I get mad at women because they menstruate and that's gross. I don't judge one woman individually for it, but I'm disgusted with the whole gender, which leads to being almost disgusted with myself for being attracted to them.

stare at someone then when they turn around look all around the room pretending you weren't looking at them

Wait until my friends are done eating lunch so I don't have to dump my tray alone.

Put my hands together the 'other' way

laugh whenever I see an infomercial where the hosts glorify their products to the point where it seems like they have found Jesus it is hilarious.

Still sitting on the toilet 20 minutes after you're done crapping... you're not alone.. -Professor.

Sometimes I feel that my reflection in the mirror will stop doing what I'm doing and either jump out and grab me, start telling me about her reflected life, or give me a mission to free her from her mirror life.

Chew as quietly as possible when eating cookies but as loud as possible when eating fruit.

Press harder on the remote when I know the batteries are dead.

Constantly hearing your name in public and asking "did you just hear my name?"

make it a point of interest to know every word to a song that nobody likes. (i.e. call me maybe) >.>

When I hear footsteps approaching while I'm sitting on the toilet, I'm getting ready to jump at the door in case I actually forgot to lock it.

I doodle on everything I get that can be doodled on, even my exams :)
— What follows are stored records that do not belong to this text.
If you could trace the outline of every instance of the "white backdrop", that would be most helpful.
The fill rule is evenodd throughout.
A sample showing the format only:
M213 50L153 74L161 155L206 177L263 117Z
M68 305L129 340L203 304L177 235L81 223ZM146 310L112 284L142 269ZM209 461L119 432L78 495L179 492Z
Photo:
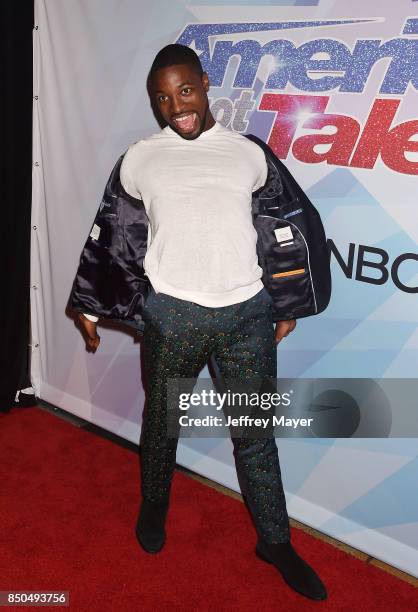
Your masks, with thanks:
M264 29L275 22L260 40L287 38L296 46L321 37L343 41L350 49L356 39L418 38L414 23L402 35L405 19L418 16L416 3L361 2L355 9L354 4L345 0L229 0L211 5L182 0L35 1L32 378L42 399L138 442L144 400L138 342L129 334L102 328L98 352L88 354L65 307L114 162L129 144L158 129L145 90L155 53L180 40L199 50L203 30L198 32L200 38L193 38L187 29L188 24L199 23L218 28L218 35L211 38L212 51L214 41L223 38L255 38L254 31L245 28L231 34L228 24L244 21L264 24ZM325 19L333 24L318 24ZM347 19L360 21L342 23ZM313 24L303 31L279 31L278 23L289 20ZM411 75L416 75L411 66ZM364 92L344 94L334 87L318 93L313 86L305 92L329 96L327 112L351 116L362 126L376 97L402 101L395 123L415 119L417 81L397 95L382 93L379 86L387 68L386 60L380 62ZM212 67L209 75L219 76L217 70ZM222 104L226 108L225 99L238 97L239 88L229 77L228 72L224 82L211 88L218 109ZM261 81L259 74L252 85L256 104L247 114L248 131L267 139L274 117L259 110ZM284 91L306 95L291 83ZM231 127L240 129L236 124ZM306 133L299 125L295 138ZM391 261L401 253L416 253L413 170L394 170L382 158L373 169L313 164L294 153L289 149L286 163L317 205L328 236L344 258L349 243L383 249ZM416 154L406 157L416 162ZM280 345L279 373L302 378L415 377L416 295L401 290L390 277L380 285L347 278L335 260L333 279L329 309L300 321L297 332ZM414 287L417 280L410 259L402 269L402 283ZM414 439L280 440L290 515L417 575L417 447ZM238 490L231 449L229 440L183 440L178 462Z

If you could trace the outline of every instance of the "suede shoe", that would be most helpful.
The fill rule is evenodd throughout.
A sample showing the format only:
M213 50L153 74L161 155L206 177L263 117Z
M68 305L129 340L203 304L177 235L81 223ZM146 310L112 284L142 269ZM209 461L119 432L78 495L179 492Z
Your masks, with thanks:
M168 512L168 501L147 502L142 500L136 537L142 548L148 553L158 553L165 544L165 520Z
M309 599L326 599L327 591L319 576L295 551L290 542L267 544L259 540L256 555L274 565L285 582Z

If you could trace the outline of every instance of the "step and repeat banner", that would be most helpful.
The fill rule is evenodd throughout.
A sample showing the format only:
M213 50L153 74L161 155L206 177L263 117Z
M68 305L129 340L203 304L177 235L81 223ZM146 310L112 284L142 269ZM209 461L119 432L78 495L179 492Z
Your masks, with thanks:
M333 401L351 416L346 437L278 440L289 513L417 575L418 440L398 421L406 405L415 414L418 372L418 2L35 5L37 394L139 440L140 342L104 324L89 354L66 305L116 159L159 129L145 86L151 62L168 43L188 45L208 72L215 118L270 144L329 240L330 306L280 343L278 369L331 379ZM382 400L369 401L379 385ZM371 415L380 428L365 428ZM188 437L178 462L238 490L231 450L229 439Z

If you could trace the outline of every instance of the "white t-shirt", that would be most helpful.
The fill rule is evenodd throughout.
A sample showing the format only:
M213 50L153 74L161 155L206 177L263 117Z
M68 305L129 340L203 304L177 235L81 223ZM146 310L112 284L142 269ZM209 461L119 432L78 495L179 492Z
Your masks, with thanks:
M195 140L167 126L129 147L120 179L144 202L156 292L221 307L263 288L251 199L266 178L262 149L220 123Z
M128 149L120 178L149 218L155 291L218 307L262 289L251 196L266 177L262 149L220 123L195 140L167 126Z

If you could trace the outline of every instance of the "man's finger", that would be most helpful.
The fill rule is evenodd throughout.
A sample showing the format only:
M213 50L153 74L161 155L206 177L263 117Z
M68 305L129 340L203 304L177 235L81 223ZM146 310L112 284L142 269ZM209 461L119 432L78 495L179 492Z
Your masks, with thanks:
M87 338L86 348L88 351L95 353L100 344L100 336L97 335L95 338Z
M276 335L275 335L275 339L276 339L276 343L278 344L281 340L283 340L284 336L285 336L285 328L283 325L276 325Z
M289 319L288 321L277 321L276 323L276 343L279 343L283 338L286 338L296 327L296 319Z
M97 323L90 321L82 313L78 313L77 320L86 343L86 350L89 353L95 353L100 344L100 336L97 333Z

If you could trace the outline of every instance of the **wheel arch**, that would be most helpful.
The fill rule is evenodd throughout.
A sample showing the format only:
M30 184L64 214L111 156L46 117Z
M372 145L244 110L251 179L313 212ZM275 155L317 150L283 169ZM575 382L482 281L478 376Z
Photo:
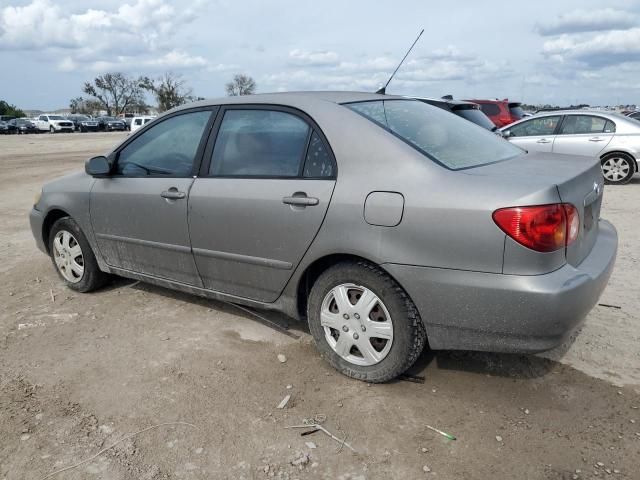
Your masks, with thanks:
M67 212L60 208L53 208L47 212L47 215L44 217L44 222L42 222L42 240L44 242L45 248L47 249L47 253L51 254L49 251L49 234L51 233L51 227L61 218L71 217Z
M393 279L394 282L396 282L400 286L400 288L402 288L402 290L404 290L404 293L413 302L411 296L404 288L404 286L402 286L402 284L393 275L391 275L391 273L389 273L384 268L384 266L379 265L377 262L373 262L368 258L360 255L350 253L332 253L315 259L305 268L304 272L298 278L298 283L296 286L296 313L298 315L298 318L306 318L309 292L311 292L311 288L315 284L316 280L320 277L320 275L322 275L322 273L338 263L349 261L366 262L371 265L375 265L378 268L381 268L387 275L389 275L391 279Z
Sweet! I've just received my free minecraft giftcode! >> Minecraftcodes.info <

touching something (like a crack in a wall) and then thinking to yourself that your the only person thats ever touched it..

That awkward moment when you thought the other person opened the door for you to go in first, when it was actually for that person.
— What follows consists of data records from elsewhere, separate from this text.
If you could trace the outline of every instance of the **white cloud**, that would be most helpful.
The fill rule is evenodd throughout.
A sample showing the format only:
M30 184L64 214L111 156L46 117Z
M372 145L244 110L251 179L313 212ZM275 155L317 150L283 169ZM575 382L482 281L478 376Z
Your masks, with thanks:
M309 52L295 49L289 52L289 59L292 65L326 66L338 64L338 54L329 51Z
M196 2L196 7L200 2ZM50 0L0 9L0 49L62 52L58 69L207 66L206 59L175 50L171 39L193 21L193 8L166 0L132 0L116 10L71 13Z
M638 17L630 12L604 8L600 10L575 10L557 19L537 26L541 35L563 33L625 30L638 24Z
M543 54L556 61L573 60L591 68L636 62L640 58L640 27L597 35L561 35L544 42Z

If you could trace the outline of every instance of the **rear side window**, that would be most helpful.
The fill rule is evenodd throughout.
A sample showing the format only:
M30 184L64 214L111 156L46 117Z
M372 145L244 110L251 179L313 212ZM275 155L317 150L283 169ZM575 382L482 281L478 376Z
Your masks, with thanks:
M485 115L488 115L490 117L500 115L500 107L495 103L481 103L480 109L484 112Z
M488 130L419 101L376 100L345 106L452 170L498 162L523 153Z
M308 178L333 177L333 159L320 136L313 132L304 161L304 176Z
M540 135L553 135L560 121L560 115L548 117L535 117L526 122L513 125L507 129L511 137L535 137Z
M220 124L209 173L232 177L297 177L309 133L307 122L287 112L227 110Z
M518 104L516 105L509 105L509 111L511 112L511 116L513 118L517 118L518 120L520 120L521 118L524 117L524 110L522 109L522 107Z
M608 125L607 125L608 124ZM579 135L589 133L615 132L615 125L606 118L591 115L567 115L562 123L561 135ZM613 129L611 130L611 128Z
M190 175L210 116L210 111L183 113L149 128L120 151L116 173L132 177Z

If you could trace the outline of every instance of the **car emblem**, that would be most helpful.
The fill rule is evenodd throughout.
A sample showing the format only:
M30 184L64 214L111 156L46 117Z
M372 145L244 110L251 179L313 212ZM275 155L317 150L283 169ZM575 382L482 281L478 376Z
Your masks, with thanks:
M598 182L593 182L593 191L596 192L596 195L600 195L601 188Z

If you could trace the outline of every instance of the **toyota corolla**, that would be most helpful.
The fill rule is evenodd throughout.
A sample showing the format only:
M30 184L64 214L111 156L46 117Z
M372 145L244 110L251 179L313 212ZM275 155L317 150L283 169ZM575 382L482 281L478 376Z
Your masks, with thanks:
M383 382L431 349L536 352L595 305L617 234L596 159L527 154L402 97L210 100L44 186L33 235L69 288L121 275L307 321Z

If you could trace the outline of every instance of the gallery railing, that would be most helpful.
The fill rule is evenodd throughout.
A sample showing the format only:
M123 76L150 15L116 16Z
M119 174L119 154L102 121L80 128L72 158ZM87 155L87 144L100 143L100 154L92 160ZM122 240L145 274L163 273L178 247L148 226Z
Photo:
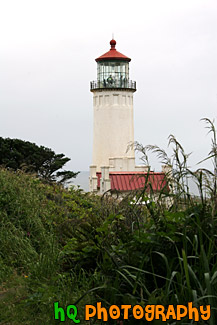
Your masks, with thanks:
M122 88L136 90L136 81L132 80L104 80L104 81L91 81L90 90L107 89L107 88Z

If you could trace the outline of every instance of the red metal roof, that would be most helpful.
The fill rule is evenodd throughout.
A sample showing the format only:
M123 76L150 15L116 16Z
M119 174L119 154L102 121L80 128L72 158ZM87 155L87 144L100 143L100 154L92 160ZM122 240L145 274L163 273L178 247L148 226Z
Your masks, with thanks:
M101 173L97 175L97 186L100 188ZM133 191L142 189L147 185L147 190L160 191L167 187L164 173L143 172L110 172L111 190Z
M118 52L115 48L116 41L113 39L110 41L111 49L110 51L106 52L105 54L101 55L96 59L96 62L103 61L103 60L124 60L130 62L131 59L125 56L124 54Z

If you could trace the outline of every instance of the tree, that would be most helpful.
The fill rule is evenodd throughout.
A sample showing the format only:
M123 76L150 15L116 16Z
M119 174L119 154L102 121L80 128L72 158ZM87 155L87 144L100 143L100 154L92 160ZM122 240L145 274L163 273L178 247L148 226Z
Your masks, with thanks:
M53 150L35 143L0 137L0 165L4 167L36 173L49 182L64 183L78 174L62 170L69 160L64 154L55 154Z

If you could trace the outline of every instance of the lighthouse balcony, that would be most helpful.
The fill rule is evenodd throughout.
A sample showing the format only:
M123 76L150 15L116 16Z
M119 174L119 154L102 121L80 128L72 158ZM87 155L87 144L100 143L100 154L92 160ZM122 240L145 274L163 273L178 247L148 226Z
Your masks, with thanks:
M136 81L132 80L113 80L109 82L109 80L104 81L91 81L90 82L90 91L98 90L98 89L123 89L123 90L133 90L136 91Z

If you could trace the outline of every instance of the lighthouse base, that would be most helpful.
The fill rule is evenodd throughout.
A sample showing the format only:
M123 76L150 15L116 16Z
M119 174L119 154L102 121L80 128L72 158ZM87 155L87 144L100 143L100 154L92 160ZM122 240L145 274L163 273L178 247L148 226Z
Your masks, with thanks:
M96 165L90 166L89 189L90 192L103 194L112 188L111 173L137 174L147 173L149 166L136 166L134 157L109 158L108 166L101 166L100 171ZM100 177L99 177L100 176Z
have fake conversations that might happen in the future...so ur prepared

When you look at the sidewalk and try to step on the boxes instead of the lines, and feel like you need to do it a number of times per leg to make it even.

You think about all the stupid things you did in elementary school and avoid anyone who went to your elementary school in high school.

Use my phone to see what time it is

like it when you fart because it scratches your butt when its itchy

I put a cigarette lighter in a fireplace, anyone else?

You look over the edge of a tall building/structure, and have that sudden urge to jump off.

Things You Think Only You Do

A collection of things you think only you do. Go ahead and confess. You probably aren't the only one.